It seemed to be the perfect plan — entering the double-cab ute game with a high spec, luxury equivalent at a time when the market was spending lots of money in the game. Add to the equation that Volkswagen had already played the game to healthy effect, and Mercdes-Benz's decision to make the X-Class seems a sound one.
Yet, as has been widely publicized, the X-Class has struggled globally to get ute buyers to part with their cash. Rumours of its abrupt culling from the Mercedes line-up started swirling last April after German press reported the firm was looking to exit its alliance with Renault and Nissan. Speculation only grew when reports came out in August that the model was going to be cut altogether.

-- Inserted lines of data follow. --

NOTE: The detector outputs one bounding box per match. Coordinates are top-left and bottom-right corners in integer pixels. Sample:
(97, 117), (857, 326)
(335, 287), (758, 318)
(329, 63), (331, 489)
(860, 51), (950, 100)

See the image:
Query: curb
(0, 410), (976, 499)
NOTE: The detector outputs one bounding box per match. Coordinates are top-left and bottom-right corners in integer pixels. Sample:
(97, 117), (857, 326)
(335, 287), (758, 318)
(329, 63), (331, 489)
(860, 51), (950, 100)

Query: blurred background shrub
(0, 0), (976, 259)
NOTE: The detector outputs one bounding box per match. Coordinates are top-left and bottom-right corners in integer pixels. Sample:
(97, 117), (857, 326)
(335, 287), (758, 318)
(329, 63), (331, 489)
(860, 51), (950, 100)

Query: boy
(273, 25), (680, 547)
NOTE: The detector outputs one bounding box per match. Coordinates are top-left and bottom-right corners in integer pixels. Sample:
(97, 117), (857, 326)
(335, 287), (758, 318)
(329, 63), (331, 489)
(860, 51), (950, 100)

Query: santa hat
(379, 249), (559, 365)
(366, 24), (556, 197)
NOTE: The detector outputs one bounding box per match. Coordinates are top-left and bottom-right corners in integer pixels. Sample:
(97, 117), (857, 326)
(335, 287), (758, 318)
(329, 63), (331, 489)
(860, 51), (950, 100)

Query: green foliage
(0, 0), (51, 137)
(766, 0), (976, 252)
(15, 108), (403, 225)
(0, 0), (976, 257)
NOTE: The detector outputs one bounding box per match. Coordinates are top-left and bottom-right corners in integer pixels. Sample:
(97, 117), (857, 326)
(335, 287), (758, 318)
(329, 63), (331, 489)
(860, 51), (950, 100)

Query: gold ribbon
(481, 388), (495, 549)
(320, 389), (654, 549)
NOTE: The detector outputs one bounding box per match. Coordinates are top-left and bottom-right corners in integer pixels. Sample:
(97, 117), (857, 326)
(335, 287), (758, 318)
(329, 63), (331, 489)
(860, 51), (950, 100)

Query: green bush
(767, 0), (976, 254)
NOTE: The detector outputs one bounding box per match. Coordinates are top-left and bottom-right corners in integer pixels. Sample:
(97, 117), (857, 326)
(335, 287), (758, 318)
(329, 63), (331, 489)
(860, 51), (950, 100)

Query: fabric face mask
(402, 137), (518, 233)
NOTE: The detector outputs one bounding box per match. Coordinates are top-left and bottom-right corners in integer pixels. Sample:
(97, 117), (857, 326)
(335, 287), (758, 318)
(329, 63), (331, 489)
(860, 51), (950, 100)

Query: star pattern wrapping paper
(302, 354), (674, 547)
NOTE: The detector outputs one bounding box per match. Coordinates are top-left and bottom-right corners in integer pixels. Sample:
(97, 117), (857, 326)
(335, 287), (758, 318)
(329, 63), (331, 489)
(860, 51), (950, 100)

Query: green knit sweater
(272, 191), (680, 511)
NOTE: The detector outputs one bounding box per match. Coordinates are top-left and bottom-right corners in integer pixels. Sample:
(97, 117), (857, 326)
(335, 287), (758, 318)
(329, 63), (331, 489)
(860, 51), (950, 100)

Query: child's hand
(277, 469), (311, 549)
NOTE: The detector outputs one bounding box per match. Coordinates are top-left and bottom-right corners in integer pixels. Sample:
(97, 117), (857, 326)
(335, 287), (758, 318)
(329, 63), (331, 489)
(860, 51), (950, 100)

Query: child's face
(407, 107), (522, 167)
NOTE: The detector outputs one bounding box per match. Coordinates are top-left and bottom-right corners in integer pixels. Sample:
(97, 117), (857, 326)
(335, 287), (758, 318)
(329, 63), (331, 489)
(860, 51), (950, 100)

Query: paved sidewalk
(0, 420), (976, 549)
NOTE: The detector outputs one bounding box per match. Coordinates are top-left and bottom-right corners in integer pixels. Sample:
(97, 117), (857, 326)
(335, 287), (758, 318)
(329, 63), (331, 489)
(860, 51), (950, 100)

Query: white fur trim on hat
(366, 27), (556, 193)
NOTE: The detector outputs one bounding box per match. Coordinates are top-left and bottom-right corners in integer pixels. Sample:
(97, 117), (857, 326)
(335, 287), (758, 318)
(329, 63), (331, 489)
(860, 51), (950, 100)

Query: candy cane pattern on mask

Now, it's been formally confirmed that production of the X-Class ute will cease in May after just two years on the market.
"It has been decided that from the end of May 2020, we will no longer produce this relatively young model," Mercedes-Benz said in an overseas statement. "In our global product portfolio, the X-Class is a niche product which plays a great role in a few markets, including Australia and South Africa."
The typical first port of call in instances like these is to blame high prices. Others certainly have, including the Automotive New Europe report that got the rumour mill going. “Right from the start, the X class was unable to live up to expectations,” it said. “Its price, starting at 37,294 euros in Germany, was too high. Competition is fierce in its segment, in which VW Amarok and Ford Ranger also compete.”
“Only 16,700 units of the X class were sold last year in Europe, Australia and South Africa. The U.S., where demand is mainly for full-size pickups, was ruled out as a market.”
Less than 20,000 sales across those key core markets is damning. To put those figures into perspective, in the same year (2018), Ford sold over 9,000 Rangers in wee little New Zealand alone according to local registration data.
Read more: Mercedes-Benz X-Class ute in a class of its own?
The X-Class's relatively high cost of entry was down to a few things. Obviously, having a Mercedes-Benz badge pinned to the front probably contributed — as did, yes, all the improvements the brand made to the X-Class' humble underpinnings and interior layout. The brand also incorporated a powerful V6 for its top-spec models for added performance to rival the Volkswagen Amarok V6.
Being solely produced in Spain also wouldn't have helped the X-Class' prospects. Spain's position as the eighth biggest producer of cars in the world is impressive considering its small size, but there's a reason why over 50 per cent of the world's one-tonne truck market is built in Thailand; it's cheaper. And that'll continue to hold true even with upcoming changes to the Asian nation's minimum wage.
In the end, perhaps the biggest barrier blocking the X-Class from success is perception. Many of today's ute buyers are yesterday's Commodore and Falcon buyers. They're divided along tribal brand lines, they're sticklers for 'Top Trumps'-style truck-to-truck performance comparisons, and they like a bargain. The mob that quickly rejected the (largely excellent) Holden ZB Commodore for 'not being a real Commodore' are the same mob singing the same tune about the X-Class.
Locally, the X-Class' struggle means bargains. A cursory glance at online car classifieds has revealed enormous discounts of up to $20,000 on some models. We found a mid-spec delivery kilometres X250 Progressive 4MATIC, for example, priced at less than $45,000 — some $15,000 less than sticker (and almost $10,000 less than X220 sticker). X350 V6 4MATICs, meanwhile, are available in the ballpark of $70,000 (well under the $88,325 retail).
The experiment, it seems, is over. Farewell X-Class. There's an alternative reality somewhere where you sold like hot cakes.